Yokuji 2


 夢に出てくるような非現実的な急角度の上り坂で、どこからか毛むくじゃらな小犬が現われた。犬がその土地を案内してくれるというのは、山道を歩いているとよくあることで、いつまでも前になったり後になったりして短い足でじゃれついて来るのだ。そのうちに、おや、着いてこなくなったな、と振り返ると、奴は10メートル位後ろにいてじっとこちらを見ている。目が合うとしっぽを振って飛んでくる。そしてまた足にじゃれ始めるのだった。そんなことを何度か繰り返しているうちに、高度が上がって眺望も開けてくるのであった。
 道端にしゃがみ込んで何かを採る女がこちらを見て何か言う。
 あまり正確そうに見えない仕事をしている測量技師と会釈を交すと、やがて最初の峠にさしかかった。

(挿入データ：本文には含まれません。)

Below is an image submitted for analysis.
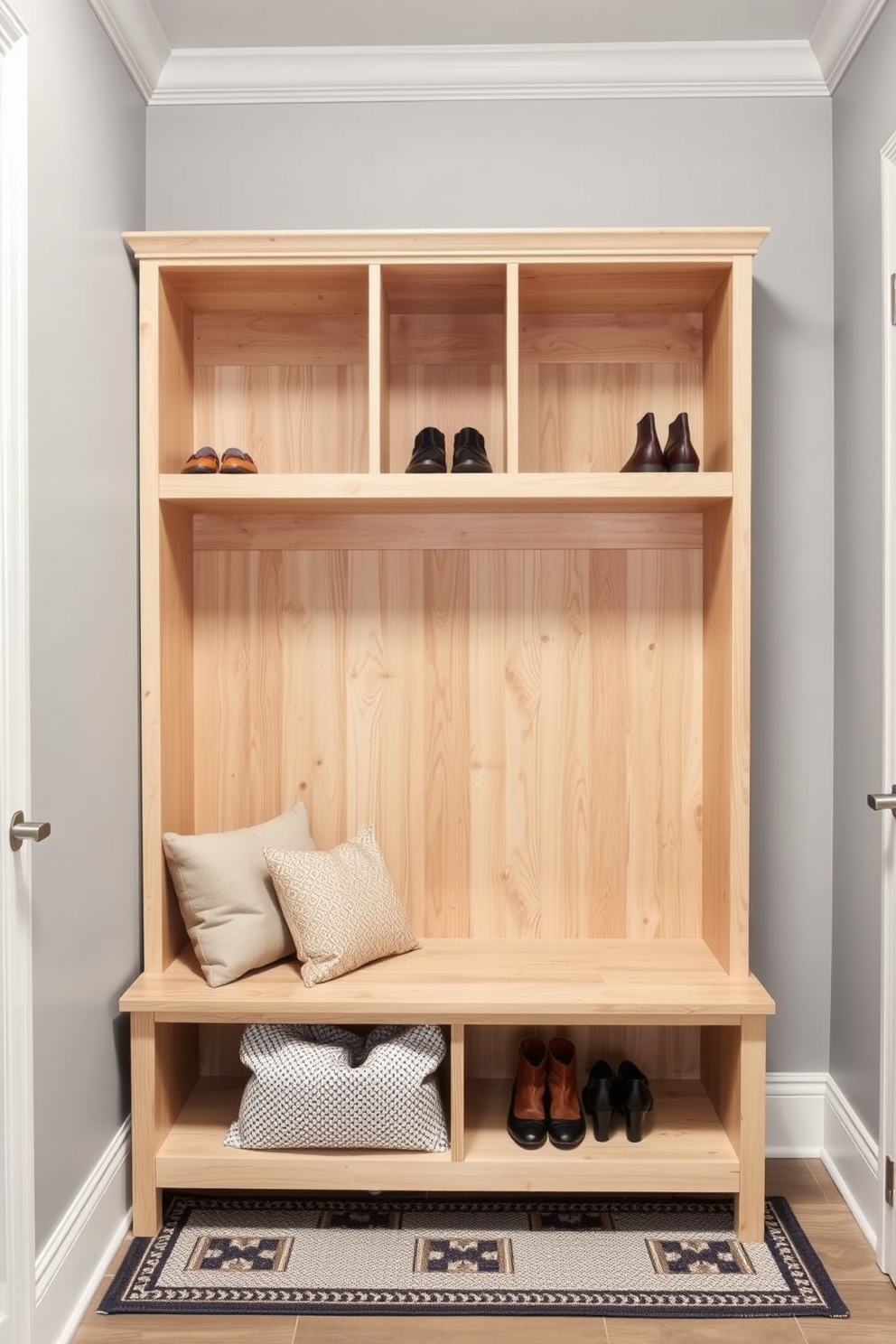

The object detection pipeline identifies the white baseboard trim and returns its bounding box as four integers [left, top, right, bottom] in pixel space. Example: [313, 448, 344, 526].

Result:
[821, 1078, 882, 1250]
[35, 1120, 130, 1344]
[766, 1074, 829, 1157]
[28, 1074, 880, 1344]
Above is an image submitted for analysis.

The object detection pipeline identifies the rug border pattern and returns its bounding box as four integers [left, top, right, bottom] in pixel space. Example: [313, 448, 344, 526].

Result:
[98, 1192, 849, 1320]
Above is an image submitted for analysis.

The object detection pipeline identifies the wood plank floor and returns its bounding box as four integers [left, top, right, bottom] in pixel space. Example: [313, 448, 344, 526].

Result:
[72, 1159, 896, 1344]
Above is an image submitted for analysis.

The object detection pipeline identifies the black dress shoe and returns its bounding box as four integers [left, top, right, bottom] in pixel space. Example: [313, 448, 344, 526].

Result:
[662, 411, 700, 471]
[617, 1059, 653, 1143]
[622, 411, 667, 471]
[582, 1059, 617, 1143]
[405, 425, 447, 473]
[452, 425, 491, 471]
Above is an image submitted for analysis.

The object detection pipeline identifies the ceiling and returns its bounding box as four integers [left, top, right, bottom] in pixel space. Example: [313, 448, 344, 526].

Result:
[89, 0, 888, 105]
[144, 0, 826, 47]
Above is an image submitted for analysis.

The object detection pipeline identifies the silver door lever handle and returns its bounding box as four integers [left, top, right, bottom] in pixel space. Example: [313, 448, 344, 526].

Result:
[9, 812, 50, 849]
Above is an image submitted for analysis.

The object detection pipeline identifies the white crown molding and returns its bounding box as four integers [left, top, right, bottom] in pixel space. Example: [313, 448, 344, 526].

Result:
[0, 0, 27, 56]
[151, 42, 827, 105]
[85, 0, 171, 102]
[87, 0, 887, 105]
[808, 0, 887, 93]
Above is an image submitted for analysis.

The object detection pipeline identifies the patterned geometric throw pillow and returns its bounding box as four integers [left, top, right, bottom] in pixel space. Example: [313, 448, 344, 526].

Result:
[265, 826, 421, 985]
[224, 1022, 449, 1153]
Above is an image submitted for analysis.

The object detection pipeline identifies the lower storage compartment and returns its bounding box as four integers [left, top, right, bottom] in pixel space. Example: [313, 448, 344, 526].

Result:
[132, 994, 766, 1240]
[156, 1078, 740, 1193]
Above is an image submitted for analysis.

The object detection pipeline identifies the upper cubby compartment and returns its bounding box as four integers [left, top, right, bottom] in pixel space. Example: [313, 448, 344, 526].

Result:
[518, 258, 733, 471]
[158, 262, 369, 473]
[375, 261, 516, 473]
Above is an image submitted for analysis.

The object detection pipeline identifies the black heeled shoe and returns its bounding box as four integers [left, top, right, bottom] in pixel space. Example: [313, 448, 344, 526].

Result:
[617, 1059, 653, 1143]
[582, 1059, 617, 1143]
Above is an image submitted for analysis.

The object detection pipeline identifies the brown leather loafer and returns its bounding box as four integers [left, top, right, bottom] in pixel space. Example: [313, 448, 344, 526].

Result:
[180, 446, 220, 476]
[220, 448, 258, 476]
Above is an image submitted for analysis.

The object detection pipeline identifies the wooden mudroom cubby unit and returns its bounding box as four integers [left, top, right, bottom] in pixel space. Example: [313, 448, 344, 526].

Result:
[122, 229, 774, 1237]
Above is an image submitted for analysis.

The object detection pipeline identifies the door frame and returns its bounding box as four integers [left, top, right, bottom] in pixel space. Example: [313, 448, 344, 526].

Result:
[877, 133, 896, 1283]
[0, 0, 35, 1344]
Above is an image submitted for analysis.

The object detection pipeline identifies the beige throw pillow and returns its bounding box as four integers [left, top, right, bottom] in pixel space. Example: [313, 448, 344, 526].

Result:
[265, 826, 419, 985]
[163, 802, 314, 986]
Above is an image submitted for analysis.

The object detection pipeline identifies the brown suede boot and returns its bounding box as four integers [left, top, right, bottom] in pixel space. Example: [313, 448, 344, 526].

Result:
[508, 1036, 548, 1148]
[548, 1036, 584, 1148]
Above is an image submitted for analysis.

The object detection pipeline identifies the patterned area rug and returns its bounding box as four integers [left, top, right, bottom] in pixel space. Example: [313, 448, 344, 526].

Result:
[99, 1195, 849, 1319]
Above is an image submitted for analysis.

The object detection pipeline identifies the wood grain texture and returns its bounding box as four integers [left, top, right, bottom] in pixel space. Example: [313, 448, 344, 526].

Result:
[520, 358, 703, 482]
[193, 312, 369, 369]
[194, 363, 369, 475]
[504, 262, 520, 474]
[520, 311, 703, 364]
[158, 472, 733, 513]
[701, 1014, 766, 1240]
[124, 226, 769, 263]
[193, 550, 703, 938]
[193, 510, 704, 551]
[520, 257, 727, 314]
[122, 229, 774, 1235]
[121, 937, 775, 1028]
[367, 266, 389, 473]
[149, 267, 193, 969]
[449, 1022, 466, 1162]
[157, 258, 369, 319]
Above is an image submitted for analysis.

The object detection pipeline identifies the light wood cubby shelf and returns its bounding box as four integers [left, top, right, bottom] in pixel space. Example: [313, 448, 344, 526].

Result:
[121, 229, 774, 1239]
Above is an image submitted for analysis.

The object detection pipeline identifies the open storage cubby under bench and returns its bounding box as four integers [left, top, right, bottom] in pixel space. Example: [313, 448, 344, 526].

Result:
[122, 229, 774, 1239]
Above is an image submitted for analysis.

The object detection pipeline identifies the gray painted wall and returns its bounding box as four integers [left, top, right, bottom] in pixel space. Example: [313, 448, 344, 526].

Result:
[830, 4, 896, 1135]
[146, 98, 833, 1071]
[28, 0, 145, 1247]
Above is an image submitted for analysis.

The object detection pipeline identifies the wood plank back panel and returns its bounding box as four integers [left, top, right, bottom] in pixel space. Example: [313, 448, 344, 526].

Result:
[520, 358, 703, 471]
[193, 550, 703, 939]
[520, 312, 703, 364]
[193, 313, 367, 369]
[193, 363, 369, 473]
[140, 272, 193, 970]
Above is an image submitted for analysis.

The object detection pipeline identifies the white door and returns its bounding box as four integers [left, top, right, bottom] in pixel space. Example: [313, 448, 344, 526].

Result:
[868, 135, 896, 1283]
[0, 0, 35, 1344]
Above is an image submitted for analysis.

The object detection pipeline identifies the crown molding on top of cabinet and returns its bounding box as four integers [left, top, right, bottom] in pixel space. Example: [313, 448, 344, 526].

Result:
[90, 0, 171, 102]
[808, 0, 887, 93]
[151, 42, 827, 105]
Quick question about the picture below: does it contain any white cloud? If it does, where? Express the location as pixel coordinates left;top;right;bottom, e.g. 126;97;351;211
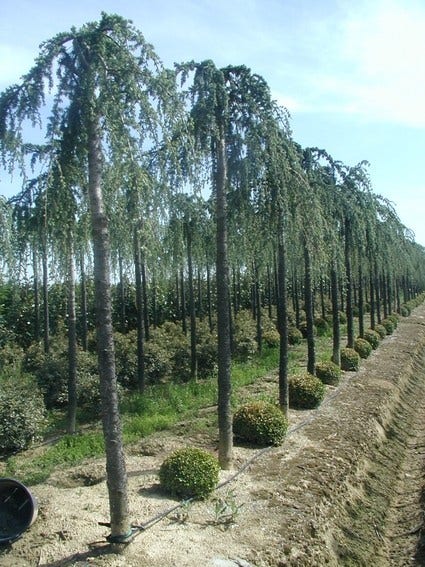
0;44;35;90
286;0;425;127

 峠を越えると一応、小さな場面の転換があって、灰緑色の海と小さな島影が二つ、三つ、眼下に見えたり隠れたりした。周囲の海も島も、ぼんやりした光の中に、やはり眠っているようである。
 斜面にへばりつくように石垣を積んだ背の低い農家では、父親が大声で息子を呼んでいた。私は岩陰で休みながらそれを見ている。薄曇りの、春になりかかった夕方。肌を刺さない海風が汗を飛ばした。
 農家、畑、墓、峠という配列を二度ほど繰り返したところで、どこで間違ったのか、道が墓に突っ込んで消え入りそうになったところで引き返すことにする。どうやら散歩で一周できるほどには、薄っぺらな島ではないようであった。